93. En ce qui concerne le caractère irréparable du préjudice invoqué, la Commission fait observer que les requérantes auraient dû prouver que des obstacles de nature structurelle ou juridique les empêcheraient de reconquérir une fraction appréciable de leurs parts du marché à l’aide, notamment, de mesures appropriées de publicité. Or, elles n’apporteraient aucune preuve en ce sens, mais se limiteraient à affirmer que des concurrents détiennent des parts de marché élevées. Toutefois, cette circonstance ne serait pas, en soi, un obstacle de nature structurelle à la possibilité pour les requérantes de reconquérir leurs parts de marché.

94. La présente demande en référé serait, d’ailleurs, contradictoire en ce qui concerne les substances actives susceptibles de remplacer le malathion. Ainsi, les deux rapports présentés par les requérantes à l’appui de leur thèse parviendraient à des résultats diamétralement opposés. En outre, les témoignages de clients invoqués pour démontrer qu’un retour du malathion sur le marché ne sera guère possible ne permettraient nullement l’interprétation pessimiste qui en est faite par les requérantes. Au contraire, un tel retour apparaîtrait tout à fait réaliste.

95. Par ailleurs, les requérantes auraient admis que les substances susceptibles de remplacer le malathion ne peuvent pas se substituer à lui parfaitement. Cela démontrerait que, si le malathion était réintroduit sur le marché, il pourrait reconquérir sa part de marché grâce à ses caractéristiques intrinsèques. Par conséquent, la Commission estime que les requérantes n’ont pas prouvé qu’il y avait des obstacles insurmontables qui les empêcheraient de reconquérir une fraction appréciable du marché.

96. La Commission en conclut que l’urgence n’est pas établie en l’espèce.

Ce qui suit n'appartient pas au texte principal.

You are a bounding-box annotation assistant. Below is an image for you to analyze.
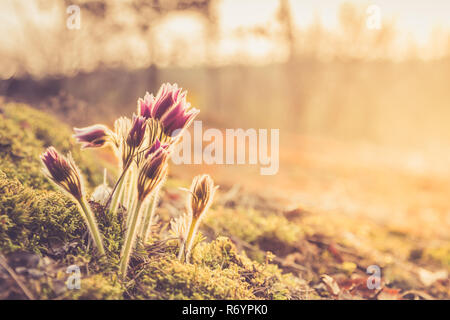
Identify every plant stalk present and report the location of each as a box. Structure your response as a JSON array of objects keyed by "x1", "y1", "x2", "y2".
[
  {"x1": 120, "y1": 200, "x2": 142, "y2": 280},
  {"x1": 141, "y1": 188, "x2": 160, "y2": 243},
  {"x1": 78, "y1": 198, "x2": 105, "y2": 255},
  {"x1": 185, "y1": 218, "x2": 199, "y2": 262}
]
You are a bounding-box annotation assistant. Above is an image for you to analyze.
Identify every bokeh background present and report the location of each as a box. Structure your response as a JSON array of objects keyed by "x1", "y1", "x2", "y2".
[{"x1": 0, "y1": 0, "x2": 450, "y2": 235}]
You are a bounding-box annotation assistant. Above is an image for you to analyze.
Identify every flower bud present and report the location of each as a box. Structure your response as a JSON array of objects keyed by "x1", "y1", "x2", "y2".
[{"x1": 41, "y1": 147, "x2": 83, "y2": 199}]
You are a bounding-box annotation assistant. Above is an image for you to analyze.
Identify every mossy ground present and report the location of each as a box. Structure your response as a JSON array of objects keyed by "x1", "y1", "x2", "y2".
[
  {"x1": 0, "y1": 104, "x2": 450, "y2": 299},
  {"x1": 0, "y1": 104, "x2": 315, "y2": 299}
]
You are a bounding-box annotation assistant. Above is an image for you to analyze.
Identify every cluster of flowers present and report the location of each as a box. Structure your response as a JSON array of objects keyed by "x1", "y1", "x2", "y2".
[{"x1": 41, "y1": 83, "x2": 217, "y2": 278}]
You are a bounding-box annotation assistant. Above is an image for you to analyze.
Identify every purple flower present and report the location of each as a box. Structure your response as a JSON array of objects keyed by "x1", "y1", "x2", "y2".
[
  {"x1": 161, "y1": 98, "x2": 200, "y2": 136},
  {"x1": 73, "y1": 124, "x2": 109, "y2": 149},
  {"x1": 127, "y1": 115, "x2": 147, "y2": 148},
  {"x1": 138, "y1": 83, "x2": 186, "y2": 119},
  {"x1": 41, "y1": 147, "x2": 83, "y2": 199},
  {"x1": 138, "y1": 92, "x2": 155, "y2": 119},
  {"x1": 137, "y1": 146, "x2": 168, "y2": 201},
  {"x1": 145, "y1": 138, "x2": 169, "y2": 158},
  {"x1": 138, "y1": 83, "x2": 200, "y2": 136}
]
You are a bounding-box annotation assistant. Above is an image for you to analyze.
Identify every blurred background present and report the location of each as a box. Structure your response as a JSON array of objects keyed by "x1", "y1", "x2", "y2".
[{"x1": 0, "y1": 0, "x2": 450, "y2": 233}]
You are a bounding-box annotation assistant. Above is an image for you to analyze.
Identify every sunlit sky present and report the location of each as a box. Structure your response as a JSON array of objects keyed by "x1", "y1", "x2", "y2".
[
  {"x1": 0, "y1": 0, "x2": 450, "y2": 78},
  {"x1": 220, "y1": 0, "x2": 450, "y2": 44},
  {"x1": 157, "y1": 0, "x2": 450, "y2": 64}
]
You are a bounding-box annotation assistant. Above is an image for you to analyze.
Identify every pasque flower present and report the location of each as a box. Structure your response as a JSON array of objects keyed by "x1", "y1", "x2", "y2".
[
  {"x1": 138, "y1": 83, "x2": 200, "y2": 136},
  {"x1": 41, "y1": 147, "x2": 105, "y2": 255},
  {"x1": 161, "y1": 98, "x2": 200, "y2": 136},
  {"x1": 137, "y1": 141, "x2": 168, "y2": 201},
  {"x1": 41, "y1": 147, "x2": 83, "y2": 199},
  {"x1": 178, "y1": 174, "x2": 219, "y2": 262},
  {"x1": 138, "y1": 83, "x2": 187, "y2": 119},
  {"x1": 127, "y1": 115, "x2": 147, "y2": 148},
  {"x1": 188, "y1": 174, "x2": 219, "y2": 219},
  {"x1": 120, "y1": 141, "x2": 168, "y2": 278},
  {"x1": 73, "y1": 124, "x2": 111, "y2": 149}
]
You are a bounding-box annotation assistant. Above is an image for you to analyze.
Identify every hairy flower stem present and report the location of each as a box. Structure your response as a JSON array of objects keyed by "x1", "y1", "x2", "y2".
[
  {"x1": 141, "y1": 188, "x2": 160, "y2": 243},
  {"x1": 184, "y1": 218, "x2": 199, "y2": 262},
  {"x1": 106, "y1": 164, "x2": 130, "y2": 214},
  {"x1": 120, "y1": 200, "x2": 142, "y2": 280},
  {"x1": 77, "y1": 198, "x2": 105, "y2": 255}
]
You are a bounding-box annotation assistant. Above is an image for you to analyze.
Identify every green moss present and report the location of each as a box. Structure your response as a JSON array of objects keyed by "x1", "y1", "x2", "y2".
[
  {"x1": 0, "y1": 104, "x2": 307, "y2": 299},
  {"x1": 0, "y1": 103, "x2": 102, "y2": 190},
  {"x1": 64, "y1": 274, "x2": 124, "y2": 300},
  {"x1": 0, "y1": 171, "x2": 84, "y2": 253},
  {"x1": 205, "y1": 208, "x2": 303, "y2": 261},
  {"x1": 129, "y1": 237, "x2": 304, "y2": 299}
]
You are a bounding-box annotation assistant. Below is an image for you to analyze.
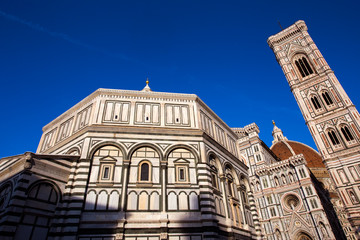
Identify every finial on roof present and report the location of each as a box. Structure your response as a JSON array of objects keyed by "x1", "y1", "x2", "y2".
[
  {"x1": 141, "y1": 78, "x2": 152, "y2": 92},
  {"x1": 272, "y1": 120, "x2": 287, "y2": 145}
]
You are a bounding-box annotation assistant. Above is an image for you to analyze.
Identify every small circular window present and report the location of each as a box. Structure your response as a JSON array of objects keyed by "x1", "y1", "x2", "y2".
[{"x1": 283, "y1": 194, "x2": 300, "y2": 211}]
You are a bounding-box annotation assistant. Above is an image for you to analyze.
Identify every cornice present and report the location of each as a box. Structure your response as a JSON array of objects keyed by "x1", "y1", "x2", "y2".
[
  {"x1": 267, "y1": 20, "x2": 308, "y2": 49},
  {"x1": 255, "y1": 154, "x2": 306, "y2": 176}
]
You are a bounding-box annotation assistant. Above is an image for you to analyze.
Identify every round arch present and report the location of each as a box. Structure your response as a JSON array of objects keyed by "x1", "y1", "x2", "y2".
[
  {"x1": 164, "y1": 144, "x2": 199, "y2": 163},
  {"x1": 223, "y1": 161, "x2": 240, "y2": 185},
  {"x1": 294, "y1": 230, "x2": 314, "y2": 240},
  {"x1": 88, "y1": 141, "x2": 126, "y2": 159},
  {"x1": 206, "y1": 151, "x2": 224, "y2": 175},
  {"x1": 66, "y1": 147, "x2": 80, "y2": 155}
]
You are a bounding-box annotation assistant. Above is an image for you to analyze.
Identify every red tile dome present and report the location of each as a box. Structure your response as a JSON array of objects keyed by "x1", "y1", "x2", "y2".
[{"x1": 270, "y1": 140, "x2": 325, "y2": 168}]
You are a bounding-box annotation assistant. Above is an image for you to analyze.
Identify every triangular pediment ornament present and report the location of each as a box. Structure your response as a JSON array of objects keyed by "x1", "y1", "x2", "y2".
[
  {"x1": 323, "y1": 123, "x2": 334, "y2": 130},
  {"x1": 190, "y1": 144, "x2": 199, "y2": 150},
  {"x1": 159, "y1": 143, "x2": 170, "y2": 150},
  {"x1": 91, "y1": 140, "x2": 101, "y2": 147},
  {"x1": 174, "y1": 158, "x2": 190, "y2": 164},
  {"x1": 287, "y1": 211, "x2": 311, "y2": 233},
  {"x1": 306, "y1": 89, "x2": 316, "y2": 97},
  {"x1": 123, "y1": 142, "x2": 135, "y2": 148},
  {"x1": 335, "y1": 116, "x2": 347, "y2": 125},
  {"x1": 100, "y1": 156, "x2": 116, "y2": 162},
  {"x1": 287, "y1": 41, "x2": 304, "y2": 56},
  {"x1": 77, "y1": 140, "x2": 84, "y2": 149}
]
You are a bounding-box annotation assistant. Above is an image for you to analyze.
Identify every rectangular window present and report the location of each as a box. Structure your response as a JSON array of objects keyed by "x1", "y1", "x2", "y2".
[
  {"x1": 179, "y1": 168, "x2": 186, "y2": 181},
  {"x1": 176, "y1": 165, "x2": 189, "y2": 183},
  {"x1": 270, "y1": 208, "x2": 276, "y2": 217},
  {"x1": 349, "y1": 167, "x2": 360, "y2": 181},
  {"x1": 102, "y1": 166, "x2": 110, "y2": 179},
  {"x1": 99, "y1": 164, "x2": 114, "y2": 181},
  {"x1": 211, "y1": 172, "x2": 218, "y2": 189},
  {"x1": 228, "y1": 180, "x2": 234, "y2": 196}
]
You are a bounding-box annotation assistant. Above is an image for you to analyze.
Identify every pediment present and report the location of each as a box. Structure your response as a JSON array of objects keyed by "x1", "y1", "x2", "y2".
[
  {"x1": 100, "y1": 156, "x2": 116, "y2": 162},
  {"x1": 174, "y1": 158, "x2": 190, "y2": 164},
  {"x1": 288, "y1": 212, "x2": 311, "y2": 233}
]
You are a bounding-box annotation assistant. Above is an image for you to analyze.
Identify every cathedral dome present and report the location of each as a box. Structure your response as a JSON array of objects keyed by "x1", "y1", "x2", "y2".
[
  {"x1": 270, "y1": 121, "x2": 325, "y2": 168},
  {"x1": 270, "y1": 140, "x2": 325, "y2": 168}
]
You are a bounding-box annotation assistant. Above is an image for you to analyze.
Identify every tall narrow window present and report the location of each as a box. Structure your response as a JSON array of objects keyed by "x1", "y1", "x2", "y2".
[
  {"x1": 341, "y1": 126, "x2": 354, "y2": 142},
  {"x1": 311, "y1": 96, "x2": 321, "y2": 110},
  {"x1": 103, "y1": 166, "x2": 110, "y2": 179},
  {"x1": 295, "y1": 57, "x2": 314, "y2": 77},
  {"x1": 228, "y1": 180, "x2": 234, "y2": 196},
  {"x1": 140, "y1": 162, "x2": 150, "y2": 181},
  {"x1": 177, "y1": 166, "x2": 187, "y2": 182},
  {"x1": 328, "y1": 130, "x2": 340, "y2": 146},
  {"x1": 321, "y1": 92, "x2": 334, "y2": 105},
  {"x1": 211, "y1": 166, "x2": 219, "y2": 189}
]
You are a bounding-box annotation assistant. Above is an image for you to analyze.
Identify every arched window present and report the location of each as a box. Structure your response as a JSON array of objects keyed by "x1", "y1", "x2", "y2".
[
  {"x1": 328, "y1": 130, "x2": 340, "y2": 146},
  {"x1": 340, "y1": 126, "x2": 354, "y2": 142},
  {"x1": 311, "y1": 96, "x2": 321, "y2": 110},
  {"x1": 211, "y1": 166, "x2": 219, "y2": 189},
  {"x1": 139, "y1": 161, "x2": 151, "y2": 182},
  {"x1": 321, "y1": 92, "x2": 334, "y2": 105},
  {"x1": 275, "y1": 229, "x2": 282, "y2": 240},
  {"x1": 0, "y1": 184, "x2": 12, "y2": 211},
  {"x1": 274, "y1": 176, "x2": 279, "y2": 187},
  {"x1": 289, "y1": 173, "x2": 294, "y2": 183},
  {"x1": 295, "y1": 57, "x2": 314, "y2": 77},
  {"x1": 226, "y1": 175, "x2": 234, "y2": 197}
]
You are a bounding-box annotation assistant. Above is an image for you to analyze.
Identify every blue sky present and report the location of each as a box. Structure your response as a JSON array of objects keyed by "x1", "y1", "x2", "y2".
[{"x1": 0, "y1": 0, "x2": 360, "y2": 157}]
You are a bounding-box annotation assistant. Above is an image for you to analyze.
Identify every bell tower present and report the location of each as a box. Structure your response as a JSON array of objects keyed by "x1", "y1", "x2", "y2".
[{"x1": 268, "y1": 21, "x2": 360, "y2": 234}]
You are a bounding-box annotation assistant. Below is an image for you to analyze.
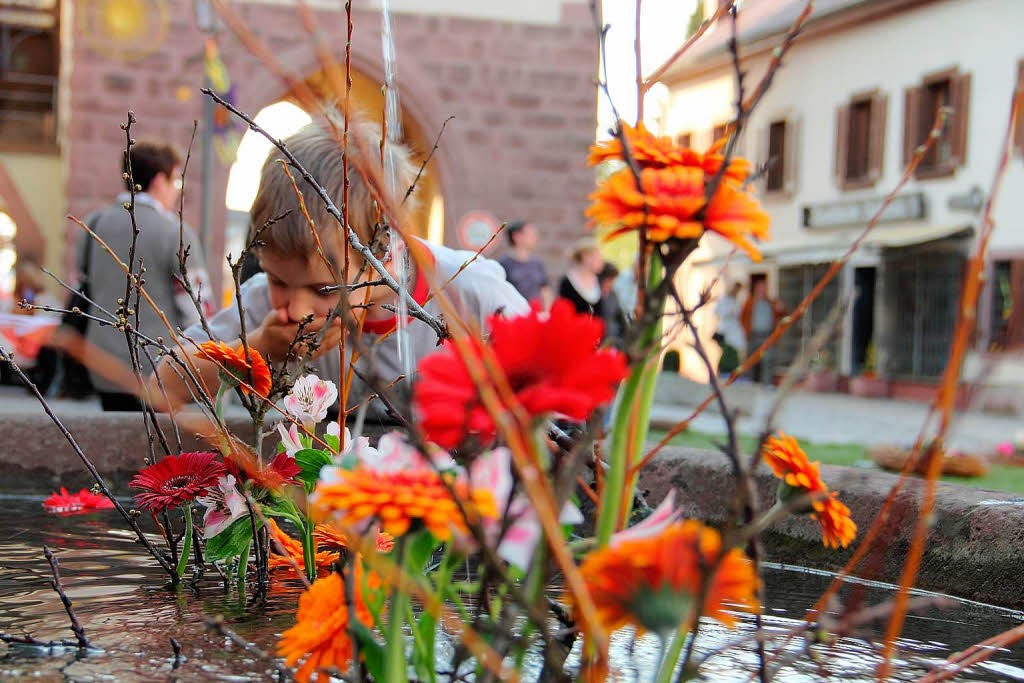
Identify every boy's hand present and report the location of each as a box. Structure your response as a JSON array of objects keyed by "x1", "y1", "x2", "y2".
[{"x1": 247, "y1": 308, "x2": 342, "y2": 361}]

Appréciation du juge des référés

97. Selon une jurisprudence constante, l’urgence doit s’apprécier par rapport à la nécessité de statuer provisoirement, afin d’éviter qu’un préjudice grave et irréparable ne soit occasionné à la partie qui sollicite la mesure provisoire. L’imminence du préjudice ne doit pas être établie avec une certitude absolue ; il suffit, particulièrement lorsque la réalisation du préjudice dépend de la survenance d’un ensemble de facteurs, qu’elle soit prévisible avec un degré de probabilité suffisant (voir ordonnance du président du Tribunal du 7 juin 2007, IMS/Commission, T‑346/06 R, non encore publiée au Recueil, points 121 et 123, et la jurisprudence citée). Toutefois, la partie qui s’en prévaut demeure tenue de prouver les faits qui sont censés fonder la perspective d’un préjudice grave et irréparable [ordonnance du président de la Cour du 14 décembre 1999, HFB e.a./Commission, C‑335/99 P(R), Rec. p. I‑8705, point 67 ; ordonnances du président du Tribunal du 15 novembre 2001, Duales System Deutschland/Commission, T‑151/01 R, Rec. p. II‑3295, point 188, et du 25 juin 2002, B/Commission, T‑34/02 R, Rec. p. II‑2803, point 86].

98. Il est également de jurisprudence bien établie qu’un préjudice d’ordre financier ne peut, sauf circonstances exceptionnelles, être regardé comme irréparable ou même difficilement réparable, dès lors qu’il peut normalement faire l’objet d’une compensation financière ultérieure [ordonnance du président de la Cour du 11 avril 2001, Commission/Cambridge Healthcare Supplies, C‑471/00 P(R), Rec. p. I‑2865, point 113 ; ordonnance du président du Tribunal du 15 juin 2001, Bactria/Commission, T‑339/00 R, Rec. p. II‑1721, point 94].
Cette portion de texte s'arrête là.